Make sweatshops history!

Submitted by Anon on 5 June, 2005 - 3:21

A month before the big Make Poverty History demonstration in Edinburgh on 2 July, the movement has been hit by a row about the wristbands it sells, for people to wear to show support, being made in non-union, low-wage, sweatshops.

This fact was revealed in Solidarity (3/67) as long ago as February, but has now been highlighted in the Independent and the Guardian on 30 May. An audit requested by Oxfam, Christian Aid, and Cafod, three charities within the Make Poverty History coalition which had ordered silicon wristbands from Chinese factories in order to raise funds by selling them, has found (according to the Guardian) that:

“Tat Shing Rubber Manufacturing Company, in Shenzhen, near Hong Kong, was accused of ‘forced labour’ because employees were obliged to provide a deposit against future possible breakages of machinery. It was also accused of poor health and safety provision. Tat Shing supplied 120,000 wristbands to Cafod.
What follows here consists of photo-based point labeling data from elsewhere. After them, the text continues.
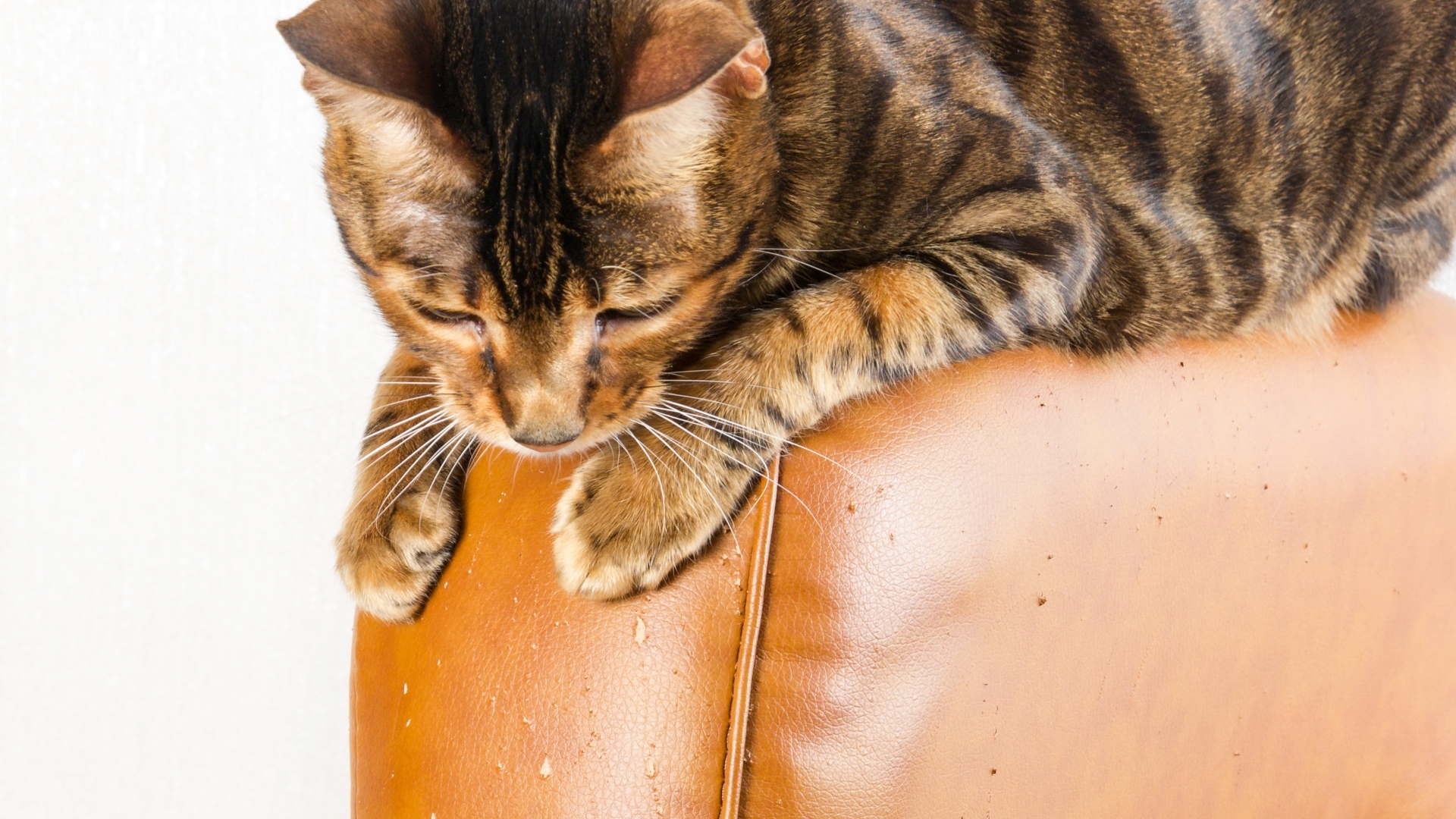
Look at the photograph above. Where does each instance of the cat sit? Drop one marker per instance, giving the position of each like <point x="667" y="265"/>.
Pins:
<point x="676" y="234"/>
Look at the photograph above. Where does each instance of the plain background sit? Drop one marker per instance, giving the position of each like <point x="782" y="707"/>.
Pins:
<point x="187" y="363"/>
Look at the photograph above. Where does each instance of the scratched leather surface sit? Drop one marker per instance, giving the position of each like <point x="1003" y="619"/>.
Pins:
<point x="1213" y="582"/>
<point x="1068" y="573"/>
<point x="506" y="672"/>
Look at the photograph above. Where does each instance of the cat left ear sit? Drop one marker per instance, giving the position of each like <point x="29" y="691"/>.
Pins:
<point x="693" y="42"/>
<point x="383" y="46"/>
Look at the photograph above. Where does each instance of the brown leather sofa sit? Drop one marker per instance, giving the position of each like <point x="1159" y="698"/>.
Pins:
<point x="1216" y="580"/>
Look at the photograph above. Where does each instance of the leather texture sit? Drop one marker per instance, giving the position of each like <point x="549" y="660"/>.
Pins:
<point x="1216" y="580"/>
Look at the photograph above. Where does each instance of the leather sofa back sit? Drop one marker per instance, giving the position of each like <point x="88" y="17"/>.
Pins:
<point x="1215" y="580"/>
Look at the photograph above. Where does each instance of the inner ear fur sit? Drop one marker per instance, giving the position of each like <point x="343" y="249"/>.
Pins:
<point x="689" y="44"/>
<point x="689" y="60"/>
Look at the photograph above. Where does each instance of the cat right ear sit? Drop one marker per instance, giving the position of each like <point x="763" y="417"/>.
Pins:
<point x="688" y="44"/>
<point x="391" y="47"/>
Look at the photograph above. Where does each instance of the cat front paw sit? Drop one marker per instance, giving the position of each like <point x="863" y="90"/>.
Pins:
<point x="389" y="561"/>
<point x="634" y="513"/>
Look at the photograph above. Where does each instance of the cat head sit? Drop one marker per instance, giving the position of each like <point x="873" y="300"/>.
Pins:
<point x="552" y="202"/>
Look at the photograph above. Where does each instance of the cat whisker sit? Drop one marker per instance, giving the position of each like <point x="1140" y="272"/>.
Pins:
<point x="400" y="439"/>
<point x="805" y="264"/>
<point x="413" y="472"/>
<point x="397" y="425"/>
<point x="752" y="430"/>
<point x="650" y="460"/>
<point x="807" y="251"/>
<point x="626" y="270"/>
<point x="670" y="447"/>
<point x="672" y="381"/>
<point x="761" y="471"/>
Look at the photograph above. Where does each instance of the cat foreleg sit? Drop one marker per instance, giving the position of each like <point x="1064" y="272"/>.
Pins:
<point x="657" y="494"/>
<point x="405" y="518"/>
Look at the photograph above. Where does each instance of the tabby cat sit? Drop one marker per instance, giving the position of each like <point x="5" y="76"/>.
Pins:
<point x="612" y="228"/>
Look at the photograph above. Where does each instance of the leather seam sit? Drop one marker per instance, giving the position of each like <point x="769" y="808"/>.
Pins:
<point x="746" y="670"/>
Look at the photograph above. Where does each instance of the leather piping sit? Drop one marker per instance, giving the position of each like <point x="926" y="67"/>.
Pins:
<point x="753" y="607"/>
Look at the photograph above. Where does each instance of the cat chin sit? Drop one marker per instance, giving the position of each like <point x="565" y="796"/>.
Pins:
<point x="576" y="449"/>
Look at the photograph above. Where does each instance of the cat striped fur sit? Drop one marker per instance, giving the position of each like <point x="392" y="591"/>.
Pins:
<point x="677" y="234"/>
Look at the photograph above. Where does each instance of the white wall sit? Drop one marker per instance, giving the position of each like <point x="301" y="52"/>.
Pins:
<point x="187" y="362"/>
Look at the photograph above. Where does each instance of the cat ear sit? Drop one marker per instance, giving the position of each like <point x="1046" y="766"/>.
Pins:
<point x="384" y="46"/>
<point x="689" y="44"/>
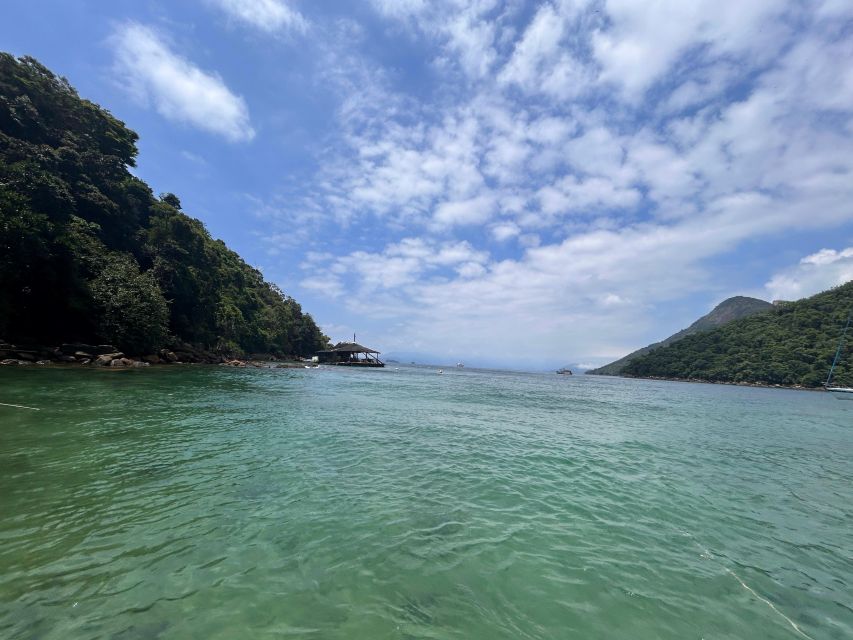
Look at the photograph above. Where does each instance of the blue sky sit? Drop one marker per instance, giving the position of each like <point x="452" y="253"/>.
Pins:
<point x="517" y="183"/>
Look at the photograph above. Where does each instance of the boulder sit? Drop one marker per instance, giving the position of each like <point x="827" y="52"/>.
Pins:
<point x="100" y="349"/>
<point x="106" y="359"/>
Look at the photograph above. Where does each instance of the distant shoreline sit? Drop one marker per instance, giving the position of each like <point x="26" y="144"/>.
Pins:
<point x="761" y="385"/>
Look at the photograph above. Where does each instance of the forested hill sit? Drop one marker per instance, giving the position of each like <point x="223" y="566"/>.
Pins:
<point x="792" y="344"/>
<point x="723" y="313"/>
<point x="88" y="253"/>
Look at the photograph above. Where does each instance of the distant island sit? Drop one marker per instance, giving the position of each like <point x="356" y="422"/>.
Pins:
<point x="725" y="312"/>
<point x="88" y="254"/>
<point x="788" y="344"/>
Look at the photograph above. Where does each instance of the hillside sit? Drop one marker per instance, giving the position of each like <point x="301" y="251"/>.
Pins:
<point x="89" y="254"/>
<point x="728" y="310"/>
<point x="791" y="345"/>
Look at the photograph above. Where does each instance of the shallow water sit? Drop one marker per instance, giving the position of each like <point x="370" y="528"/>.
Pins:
<point x="204" y="502"/>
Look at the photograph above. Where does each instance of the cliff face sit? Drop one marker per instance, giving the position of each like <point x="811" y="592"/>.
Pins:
<point x="725" y="312"/>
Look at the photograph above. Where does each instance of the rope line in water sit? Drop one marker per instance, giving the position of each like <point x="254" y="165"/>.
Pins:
<point x="769" y="604"/>
<point x="772" y="606"/>
<point x="18" y="406"/>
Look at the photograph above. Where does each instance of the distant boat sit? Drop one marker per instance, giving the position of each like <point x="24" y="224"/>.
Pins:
<point x="843" y="392"/>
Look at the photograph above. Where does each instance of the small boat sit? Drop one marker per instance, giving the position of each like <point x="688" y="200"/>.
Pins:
<point x="843" y="392"/>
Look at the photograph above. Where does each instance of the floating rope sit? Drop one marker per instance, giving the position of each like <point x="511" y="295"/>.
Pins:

“An audit report on Fuzhou Xing Chun Trade Company, in Fujian province, said workers were paid below the local minimum hourly wage of 2.39 yuan (16p), to as low as 1.39 yuan (9p). They were insufficiently rewarded for overtime work, had no paid annual leave and suffered pay deductions for disciplinary reasons”.

Despite charities like Oxfam making a justified fuss about, for example, 2004 Olympics clothing being manufactured in sweatshops, they still haven’t got the message about the centrality of workers’ rights.

The wristband scandal is not a one-off. In March Oxfam terminated a deal with Starbucks. There was a row about whether the decision was due to a campaign by Islamist groups against Starbucks (as distinct from other anti-union coffee-shop chains) because its boss is a “Zionist”, or (as Oxfam claimed) just part of a general review of operations - but neither the Islamists nor Oxfam said that Starbucks anti-union policy disqualified it straight off.

If workers’ rights are just one good cause among many, then maybe ignoring them for the sake of something which is going to raise money for another good cause seems sensible. In fact, for any serious strategy of solidarity against poverty, workers’ rights are central.

Poverty has never been and will never be ended by charity hand-outs. Poor people win their rights - including their right to escape poverty - only when they are organised and strong enough to claim and hold those rights.

In many of the world’s poor countries - Indonesia and Haiti, Sri Lanka and Nigeria, Mexico and Iraq, Algeria and Colombia - trade unions exist and fight. In China, Iran, and elsewhere, independent unions are illegal, but a continuing ferment of working-class action shows that underground organisations must exist.

Where trade unions get strong enough they can link up with peasant and unemployed movements, spawn working-class political parties, and help mobilise all the oppressed. And the workers in the big industries have the central strategic power in that mobilisation of the oppressed. They have their hands on the productive wealth of society. They can cut the life-blood flow of profits to the rich.

There is a vast amount of work to be done to support those workers’ movements, especially their more combative and democratic elements. When capital spreads and moves all over the world faster than ever, workers and trade-unionists have to network internationally too.

The No Sweat campaign has organised meetings, tours, and fund-raising for militant union leaders from Indonesia, Mexico, Haiti, and Iraq. With more support and resources, it can and should do much more.

That is why we will be in Scotland with No Sweat, in the protests from 2 July onwards focused on the G8 summit at Gleneagles, arguing and agitating for workers’ rights and workers’ struggles to be our central focus in the fight against poverty and against the warmongering, profit-squeezing G8 leaders.

By demonstrating in Edinburgh on 2 July, the Make Poverty History (MPH) coalition hopes to put pressure on the meeting of the G8 (the world’s eight most powerful government) due to start soon afterwards. MPH demands more aid to poor countries, with fewer strings; more debt relief; and fairer trade rules (fewer obstacles to poor-country imports into rich countries, and more scope for poor countries to protect their own industries).

All that is good. But if the issue of workers’ rights is shelved in favour of general “good works” and remonstrating with the rich to go easier with the poor, then the campaign becomes a train without an engine, a ship without a sail.